The interesting thing is that the fastest moving thing slows down the quickest, but that's just because it approaches the horizon the quickest.


OK I can't resist leaving a "me too" answer.

The only equation I know is the vis-viva

$$v^2(r) = GM_E\left(\frac{2}{r}-\frac{1}{a}\right)$$

where the Standard Gravitational Parameter $GM_E$ or $\mu$ for Earth is about 3.986E+14 m^3/s^2 (one of the few numbers I know) and $a$ is the semi-major axis.

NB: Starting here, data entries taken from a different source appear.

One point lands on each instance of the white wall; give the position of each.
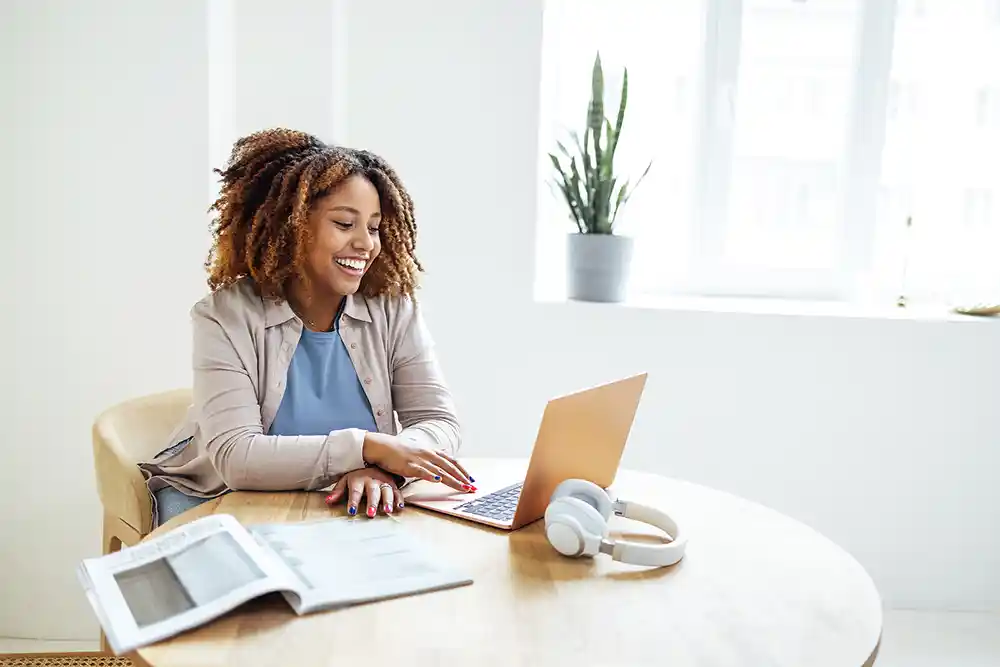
(880, 433)
(105, 185)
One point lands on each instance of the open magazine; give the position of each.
(200, 571)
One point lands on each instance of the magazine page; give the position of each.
(348, 561)
(178, 581)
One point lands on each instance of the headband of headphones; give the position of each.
(576, 524)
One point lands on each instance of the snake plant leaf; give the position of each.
(595, 116)
(585, 175)
(621, 111)
(619, 200)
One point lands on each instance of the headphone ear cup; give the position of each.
(574, 528)
(587, 492)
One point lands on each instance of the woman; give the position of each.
(310, 343)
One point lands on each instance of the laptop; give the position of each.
(582, 436)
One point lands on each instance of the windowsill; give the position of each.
(783, 307)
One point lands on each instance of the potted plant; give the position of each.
(598, 260)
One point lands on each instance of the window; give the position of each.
(791, 141)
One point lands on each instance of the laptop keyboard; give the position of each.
(499, 505)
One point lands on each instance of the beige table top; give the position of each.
(755, 588)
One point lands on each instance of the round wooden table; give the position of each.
(755, 588)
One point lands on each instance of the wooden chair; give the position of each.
(124, 435)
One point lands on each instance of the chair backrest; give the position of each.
(124, 435)
(142, 425)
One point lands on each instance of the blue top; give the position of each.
(322, 392)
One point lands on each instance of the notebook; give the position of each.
(204, 569)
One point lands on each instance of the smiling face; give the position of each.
(344, 226)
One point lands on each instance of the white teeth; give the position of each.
(356, 264)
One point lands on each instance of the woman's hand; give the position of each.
(378, 486)
(397, 456)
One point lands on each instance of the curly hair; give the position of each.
(261, 229)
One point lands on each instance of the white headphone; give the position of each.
(576, 524)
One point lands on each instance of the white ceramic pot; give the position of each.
(598, 267)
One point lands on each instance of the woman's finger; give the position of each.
(422, 471)
(446, 478)
(374, 494)
(357, 486)
(338, 491)
(398, 493)
(387, 497)
(458, 465)
(452, 469)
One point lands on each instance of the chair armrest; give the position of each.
(120, 485)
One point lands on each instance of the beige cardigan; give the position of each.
(242, 349)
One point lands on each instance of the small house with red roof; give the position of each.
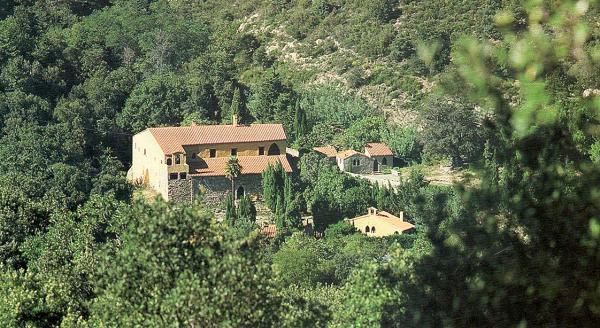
(375, 158)
(181, 162)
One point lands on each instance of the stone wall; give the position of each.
(365, 167)
(180, 191)
(215, 189)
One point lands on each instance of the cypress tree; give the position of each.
(299, 122)
(269, 187)
(246, 209)
(230, 211)
(280, 213)
(238, 107)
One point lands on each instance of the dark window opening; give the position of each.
(274, 149)
(240, 193)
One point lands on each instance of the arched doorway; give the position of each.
(146, 178)
(240, 192)
(274, 149)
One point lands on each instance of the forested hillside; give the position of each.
(507, 91)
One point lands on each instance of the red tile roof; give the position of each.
(328, 151)
(172, 139)
(348, 153)
(387, 217)
(269, 230)
(378, 149)
(249, 164)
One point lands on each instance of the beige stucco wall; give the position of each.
(149, 167)
(224, 150)
(382, 228)
(366, 164)
(389, 160)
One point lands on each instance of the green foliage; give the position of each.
(452, 130)
(231, 214)
(271, 99)
(246, 209)
(176, 266)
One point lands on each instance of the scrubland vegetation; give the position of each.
(506, 89)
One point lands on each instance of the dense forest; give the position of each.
(507, 91)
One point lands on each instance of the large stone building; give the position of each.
(181, 162)
(376, 157)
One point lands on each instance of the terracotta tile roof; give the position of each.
(347, 153)
(172, 139)
(328, 151)
(378, 149)
(249, 164)
(269, 230)
(384, 216)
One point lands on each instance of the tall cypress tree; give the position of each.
(230, 210)
(299, 122)
(269, 187)
(246, 209)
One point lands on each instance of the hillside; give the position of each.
(483, 211)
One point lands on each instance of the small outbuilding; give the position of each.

For a circular orbit $r=a$ and it becomes just:

$$v^2 = GM_E\ / a,$$

and the velocity is just the circumference divided by the period $T$:

$$v = 2 \pi a / T.$$

Square it and set it equal to the previous, and you get:

$$T = 2 \pi \sqrt{a^3 / GM_E},$$

and if you define the rotation angular rate as $\omega = 2 \pi / T$, that becomes

$$ \omega = \sqrt{GM_E/a^3}$$

If I sit on the Earth at $\mathbf{r_{me}} = R \mathbf{\hat{x}}$ and watch a satellite at an altitude $h$ such that it's orbital radius is $R+h$, it's position will be

$$\mathbf{r_{sat}} = (R+h) \left( \mathbf{\hat{x}} \cos(\omega t) + \mathbf{\hat{y}} \sin(\omega t) \right)$$

and the angle between the satellite and the zenith assuming it passes through the zenith will just be

$$\theta = \arctan\left( \frac{y_{me}-y_{sat}}{x_{me}-x_{sat}} \right).$$

I'll switch to Python, most if it is just making the plots:

satellite movement in the sky plot

import numpy as np
import matplotlib.pyplot as plt

halfpi, pi, twopi = [f*np.pi for f in (0.5, 1, 2)]
degs, rads = 180/pi, pi/180

GMe   = 3.986E+14  # m^3/s^2
R     = 6378. * 1000.   # approx radius of Earth in meters

altitudes  = 1000. * np.arange(300, 1001, 100)  # meters

t  = np.arange(600.)  # 0 to 10 minutes, in seconds

thetas = []
for h in altitudes:

    a = R + h
    omega = np.sqrt(GMe/a**3)
    r_sat = (R + h) * np.array([np.cos(omega*t), np.sin(omega*t)])
    r_me  = R * np.array([1, 0])[:, None] * np.ones_like(t)
    theta = np.arctan2(r_sat[1]-r_me[1], r_sat[0]-r_me[0])
    theta[theta > halfpi] = np.nan
    thetas.append(theta)

if True:
    fs = 16
    plt.figure()

    plt.subplot(3, 1, 1)
    for theta in thetas:
        plt.plot(t/60., degs*theta)

    plt.xlabel('minutes', fontsize=fs)
    plt.ylabel('degs from zenith', fontsize=fs)
    plt.text(0.3, 70, '300km')
    plt.text(5.2, 70, '1000km')

    plt.subplot(3, 1, 2)
    for theta in thetas:
        plt.plot(t[1:]/60., degs*(theta[1:] - theta[:-1]))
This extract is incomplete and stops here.